Multi-Class Imbalanced Classification

Imbalanced classification are those prediction tasks where the distribution of examples across class labels is not equal.
Most imbalanced classification examples focus on binary classification tasks, yet many of the tools and techniques for imbalanced classification also directly support multi-class classification problems.
In this tutorial, you will discover how to use the tools of imbalanced classification with a multi-class dataset.
After completing this tutorial, you will know:

About the glass identification standard imbalanced multi-class prediction problem.
How to use SMOTE oversampling for imbalanced multi-class classification.
How to use cost-sensitive learning for imbalanced multi-class classification.

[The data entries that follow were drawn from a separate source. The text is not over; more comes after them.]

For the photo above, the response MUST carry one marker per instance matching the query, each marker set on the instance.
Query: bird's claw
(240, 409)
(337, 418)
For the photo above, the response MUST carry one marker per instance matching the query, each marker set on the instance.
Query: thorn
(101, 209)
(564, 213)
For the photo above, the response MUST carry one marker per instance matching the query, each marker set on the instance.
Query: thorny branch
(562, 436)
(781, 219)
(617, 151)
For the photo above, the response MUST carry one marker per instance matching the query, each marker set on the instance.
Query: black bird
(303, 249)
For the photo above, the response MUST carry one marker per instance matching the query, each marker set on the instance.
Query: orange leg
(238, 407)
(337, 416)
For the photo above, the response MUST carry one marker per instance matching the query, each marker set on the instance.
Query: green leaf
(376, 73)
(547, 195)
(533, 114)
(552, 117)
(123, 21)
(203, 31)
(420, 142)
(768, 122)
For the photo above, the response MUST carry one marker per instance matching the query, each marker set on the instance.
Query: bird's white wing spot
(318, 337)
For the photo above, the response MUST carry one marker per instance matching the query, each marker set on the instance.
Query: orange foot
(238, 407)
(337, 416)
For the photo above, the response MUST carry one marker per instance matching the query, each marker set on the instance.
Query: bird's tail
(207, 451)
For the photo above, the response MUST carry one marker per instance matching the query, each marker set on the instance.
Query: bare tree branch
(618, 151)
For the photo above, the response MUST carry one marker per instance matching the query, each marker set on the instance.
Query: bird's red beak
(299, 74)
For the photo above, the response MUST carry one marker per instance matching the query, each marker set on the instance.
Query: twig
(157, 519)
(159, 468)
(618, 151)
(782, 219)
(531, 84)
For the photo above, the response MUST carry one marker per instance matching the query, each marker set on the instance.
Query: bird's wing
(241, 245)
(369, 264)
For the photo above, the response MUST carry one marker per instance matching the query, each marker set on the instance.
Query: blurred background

Discover SMOTE, one-class classification, cost-sensitive learning, threshold moving, and much more in my new book , with 30 step-by-step tutorials and full Python source code.
Let’s get started.

Multi-Class Imbalanced Classification Photo by istolethetv , some rights reserved.

Tutorial Overview
This tutorial is divided into three parts; they are:

Glass Multi-Class Classification Dataset
SMOTE Oversampling for Multi-Class Classification
Cost-Sensitive Learning for Multi-Class Classification

Glass Multi-Class Classification Dataset
In this tutorial, we will focus on the standard imbalanced multi-class classification problem referred to as “ Glass Identification ” or simply “ glass .”
The dataset describes the chemical properties of glass and involves classifying samples of glass using their chemical properties as one of six classes. The dataset was credited to Vina Spiehler in 1987.
Ignoring the sample identification number, there are nine input variables that summarize the properties of the glass dataset; they are:

RI: Refractive Index
Na: Sodium
Mg: Magnesium
Al: Aluminum
Si: Silicon
K: Potassium
Ca: Calcium
Ba: Barium
Fe: Iron

The chemical compositions are measured as the weight percent in corresponding oxide.
There are seven types of glass listed; they are:

Class 1: building windows (float processed)
Class 2: building windows (non-float processed)
Class 3: vehicle windows (float processed)
Class 4: vehicle windows (non-float processed)
Class 5: containers
Class 6: tableware
Class 7: headlamps

Float glass refers to the process used to make the glass.
There are 214 observations in the dataset and the number of observations in each class is imbalanced. Note that there are no examples for class 4 (non-float processed vehicle windows) in the dataset.

Class 1: 70 examples
Class 2: 76 examples
Class 3: 17 examples
Class 4: 0 examples
Class 5: 13 examples